The first of the new electric cars will be a variation on the CV concept car first shown at the 2019 Geneva auto show. KIA says it may feature 800 volt architecture and compete head to head with Porsche Taycan. That is a pretty lofty goal and one may rightly ask whether a world on fire from California to Siberia really needs any more premium priced electric cars as much as it needs affordable EVs for ordinary drivers, but the car is supposed to be a “halo” car for KIA. Halo cars exist to drive customers into showrooms to buy non-halo cars.
Gregory Guillaume, vice president of design for Kia Motors Europe, said in a company press release last year, “Automotive design is about capturing the heart and making it beat that bit faster for that bit longer — and we believe that there’s absolutely no reason why that should change simply because the car is electric.” In Geneva, KIA’s then chief designer, Luc Donkerwolke, said none of the concept’s design was unfeasible from a production perspective. “There are some cost related issues that have to be validated, but it hasn’t been done by designers who don’t understand how to build a car for production,” he told The Driven.
As part of its restructuring to become more focused on electric vehicles, KIA is exploring new leasing and rental business models, as well as developing “second-life” programs. To be successful, it needs to ramp up the charging network its electric vehicle customers will require. It has plans to install 1,500 EV chargers across South Korea by 2030 and will add 120 ultra-rapid chargers in urban centers and along major highways by the end of 2021.

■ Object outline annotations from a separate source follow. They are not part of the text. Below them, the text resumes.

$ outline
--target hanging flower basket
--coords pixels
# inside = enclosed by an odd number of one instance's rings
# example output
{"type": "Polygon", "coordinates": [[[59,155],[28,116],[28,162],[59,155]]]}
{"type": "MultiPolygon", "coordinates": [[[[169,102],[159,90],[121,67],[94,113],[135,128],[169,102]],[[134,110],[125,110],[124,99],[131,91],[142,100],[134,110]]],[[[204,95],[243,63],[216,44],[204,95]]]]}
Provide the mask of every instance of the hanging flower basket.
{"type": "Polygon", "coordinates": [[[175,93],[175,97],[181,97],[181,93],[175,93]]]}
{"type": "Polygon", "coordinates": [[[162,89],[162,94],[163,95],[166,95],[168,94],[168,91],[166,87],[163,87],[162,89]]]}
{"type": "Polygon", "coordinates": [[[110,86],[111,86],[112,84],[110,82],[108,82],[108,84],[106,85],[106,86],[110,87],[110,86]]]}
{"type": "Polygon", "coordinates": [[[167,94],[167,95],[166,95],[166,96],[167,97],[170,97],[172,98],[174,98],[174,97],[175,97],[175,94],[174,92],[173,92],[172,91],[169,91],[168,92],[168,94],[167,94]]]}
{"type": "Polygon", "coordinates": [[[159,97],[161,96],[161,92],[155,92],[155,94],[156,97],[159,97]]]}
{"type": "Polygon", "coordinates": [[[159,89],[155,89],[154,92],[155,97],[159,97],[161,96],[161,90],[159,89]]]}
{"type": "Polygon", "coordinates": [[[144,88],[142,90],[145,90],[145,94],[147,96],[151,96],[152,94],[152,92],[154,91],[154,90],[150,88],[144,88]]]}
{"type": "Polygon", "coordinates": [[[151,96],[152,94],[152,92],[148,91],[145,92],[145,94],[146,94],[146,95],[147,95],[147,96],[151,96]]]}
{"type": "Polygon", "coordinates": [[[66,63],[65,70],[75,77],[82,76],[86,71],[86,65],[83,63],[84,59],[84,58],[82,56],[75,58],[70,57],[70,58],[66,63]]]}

25% By 2030. Is That Goal Too Modest?
Sitting around CleanTechnica’s global headquarters the other day swilling Pernod, several members of our ace reporting team were heard to scoff at KIA’s goal of selling 25% electric cars by 2035. They felt that was a pretty lame objective at a time when the full brunt of global heating is being felt all around the world. So we decided to do a little digging to see how KIA’s goal compares to other manufacturers. Sad to say, it is pretty much dead center on target with what the rest of the industry is planning and better than some of the bigger names in the car business. Based on a Google search by manufacturer using the search prompt “electric car goal 2030” for various companies, here is a summary of what we found.
- Volkswagen: 40%
- KIA: 25%
- BMW: 50% but that includes hybrids and PHEVs
- Mercedes: 50% but that included hybrids and PHEVs
- GM: 5 million total EV sales by2030
- Toyota: 1 million EVs a year by 2030
- Honda: ⅔ PHEV and EV by 2030
- Ford: Unknown. No Google result found.
- Nissan: Unknown. No Google result found
Non-automotive sources seem to think EV sales will be between 28% of the market [Bloomberg New Energy Finance] and 50% of the market [Boston Consulting]. Note that the Boston Consulting advice includes hybrid and plug-in hybrid vehicles as well. It is important to bear in mind while having such discussions that many industry sources conflate “electrified vehicles” with “electric vehicles,” which often leads to confusion among potential customers who do not understand such fine distinctions.
So KIA’s goal seems to be realistic, much as we might wish for a faster transition to electric cars. It’s possible that as polar ice caps melt and more powerful storms batter the world’s nations, people will come to understand that time to maintain our planet as a place where humans can survive has just about expired. We have to switch to electric cars and renewable energy now, not a decade from now if we are to have any hope of avoiding extinction. There is no Planet B.